The instant Dwight Howard crossed the half-court line, New Jersey center Brook Lopez greeted him and hugged him.
Or fouled him.
Howard had shot so poorly at the free-throw line that he even airballed one attempt. Hence, why the Nets implemented a “Hack a Dwight” strategy, hoping Howard’s frequent misses at the charity stripe would extend their winning streak to six.
As Howard mused afterward, “it didn’t work tonight; we won.” Indeed, the Lakers did. They opened Mike D’Antoni’s debut as Lakers coach with a 95-90 win Tuesday over the Brooklyn Nets. Still, there’s no denying a 19 of 37 mark from the free-throw line should prompt concerns moving forward. D’Antoni groaned for about five seconds when I asked about it before spitting out a one-liner.
“I don’t know who’s in charge of free-throw shooting,” D’Antoni said.
But he does know who’s in charge of contributing to it. Howard’s 23 points on eight of 11 shooting and 15 rebounds sourced with a seven of 19 mark from the foul line. In a fourth quarter that featured three ties and two lead changes, Howard went 3 of 10 from the stripe, mostly after the Nets intentionally fouled him.
Instead of mulling over the issue, D’Antoni simply provided positive reinforcement.
“The thing with Dwight that I hope he knows is they started “Hack a Dwight” and he made one out of two,” D’Antoni said. “That’s one point per possession. That’s pretty good basketball especially down the stretch. That’s fine. If they want to do that, that’s great. I have no problem.”

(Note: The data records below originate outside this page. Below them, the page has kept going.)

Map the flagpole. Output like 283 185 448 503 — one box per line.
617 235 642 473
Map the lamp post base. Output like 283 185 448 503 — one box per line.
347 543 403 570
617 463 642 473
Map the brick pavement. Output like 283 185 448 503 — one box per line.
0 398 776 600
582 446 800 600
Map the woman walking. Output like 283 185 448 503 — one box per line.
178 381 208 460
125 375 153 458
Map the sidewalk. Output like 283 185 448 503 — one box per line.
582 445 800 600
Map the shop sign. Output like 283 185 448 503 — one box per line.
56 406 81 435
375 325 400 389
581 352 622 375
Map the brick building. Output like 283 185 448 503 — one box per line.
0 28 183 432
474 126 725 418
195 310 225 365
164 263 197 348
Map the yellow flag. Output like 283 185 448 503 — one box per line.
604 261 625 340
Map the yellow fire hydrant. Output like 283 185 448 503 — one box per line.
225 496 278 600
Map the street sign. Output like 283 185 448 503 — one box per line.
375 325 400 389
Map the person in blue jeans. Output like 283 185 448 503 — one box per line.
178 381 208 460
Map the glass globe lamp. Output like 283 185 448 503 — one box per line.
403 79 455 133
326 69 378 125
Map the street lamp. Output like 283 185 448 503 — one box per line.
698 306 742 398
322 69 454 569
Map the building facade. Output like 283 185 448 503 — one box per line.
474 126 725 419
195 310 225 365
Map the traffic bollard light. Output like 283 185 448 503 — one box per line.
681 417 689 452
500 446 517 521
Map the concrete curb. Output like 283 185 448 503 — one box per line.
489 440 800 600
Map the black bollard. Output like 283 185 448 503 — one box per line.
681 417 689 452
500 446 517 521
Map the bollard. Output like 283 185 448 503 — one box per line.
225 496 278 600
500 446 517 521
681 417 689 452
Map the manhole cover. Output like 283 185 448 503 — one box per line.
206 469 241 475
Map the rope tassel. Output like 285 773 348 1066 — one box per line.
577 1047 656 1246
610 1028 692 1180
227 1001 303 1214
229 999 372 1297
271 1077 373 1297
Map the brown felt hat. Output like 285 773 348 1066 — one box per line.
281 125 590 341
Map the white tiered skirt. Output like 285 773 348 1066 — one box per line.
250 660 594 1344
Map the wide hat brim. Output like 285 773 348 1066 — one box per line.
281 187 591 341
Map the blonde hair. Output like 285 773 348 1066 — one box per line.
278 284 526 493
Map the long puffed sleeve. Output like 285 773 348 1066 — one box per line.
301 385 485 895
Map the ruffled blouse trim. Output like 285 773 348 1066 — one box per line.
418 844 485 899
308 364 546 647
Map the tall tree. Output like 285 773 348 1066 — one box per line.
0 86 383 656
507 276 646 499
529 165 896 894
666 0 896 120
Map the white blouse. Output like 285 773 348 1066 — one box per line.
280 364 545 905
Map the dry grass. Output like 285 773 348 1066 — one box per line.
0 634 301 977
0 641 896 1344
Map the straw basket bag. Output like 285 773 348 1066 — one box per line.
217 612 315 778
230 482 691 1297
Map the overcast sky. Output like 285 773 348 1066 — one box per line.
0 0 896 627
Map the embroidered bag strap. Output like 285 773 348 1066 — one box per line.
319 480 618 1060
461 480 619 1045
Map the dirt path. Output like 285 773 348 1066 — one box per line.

Plenty of the 18,997 fans at Staples Center had a problem, though.
Anytime Howard went to the foul line, the crowd tensed up the same way they did in recent seasons when Metta World Peace shot ill-advised three-pointers. Ironically, he’s become a dependable outside option as he scored 17 points on a six of 13 clip from the field, including a four of nine mark from three-point range. As for Howard, plenty of Lakers fans began cheering for him in hopes the positive vibes would tip the balance.
That approach worked two times after missing the first free throw. Howard once extended the Lakers’ lead to 77-73 with 10:32 remaining. He then sliced Brooklyn’s cushion to 84-83 at the 4:07 mark. Howard touted that “the fans did a great job tonight.”
“I just got to keep playing no matter how many free throws I miss,” Howard said. “I can’t allow that to affect me on the defensive end or being aggressive on offense. The free throws will come. I will keep shooting them and keep practicing them every day. They’re going to start falling.”
Howard encountered similar issues this season.
In the Lakers’ 99-91 season-opening loss Oct. 30 to the Dallas Mavericks, Howard went only three of 14 from the free throw line. The following day, Portland coach Terry Stotts openly talked about employing the “Hack a Dwight” strategy. The approach backfired. Howard refused to overthink. He took advice from assistant coach Chuck Person on maintaining a consistent form and follow through. Howard then went 15 of 19 from the line against Portland.
According to the Lakers’ whiteboard at the team’s practice facility in El Segundo, Howard has shot 576 of 716 (80 percent) from the free throw line in practice. The Lakers believe those averages will soon translate over into games, even more so if opponents continue forcing Howard to the stripe.
“I think it’s great for him to be in that situation,” Lakers guard Kobe Bryant said of Howard. “You don’t have to deal with it. You can relax and step up and shoot.”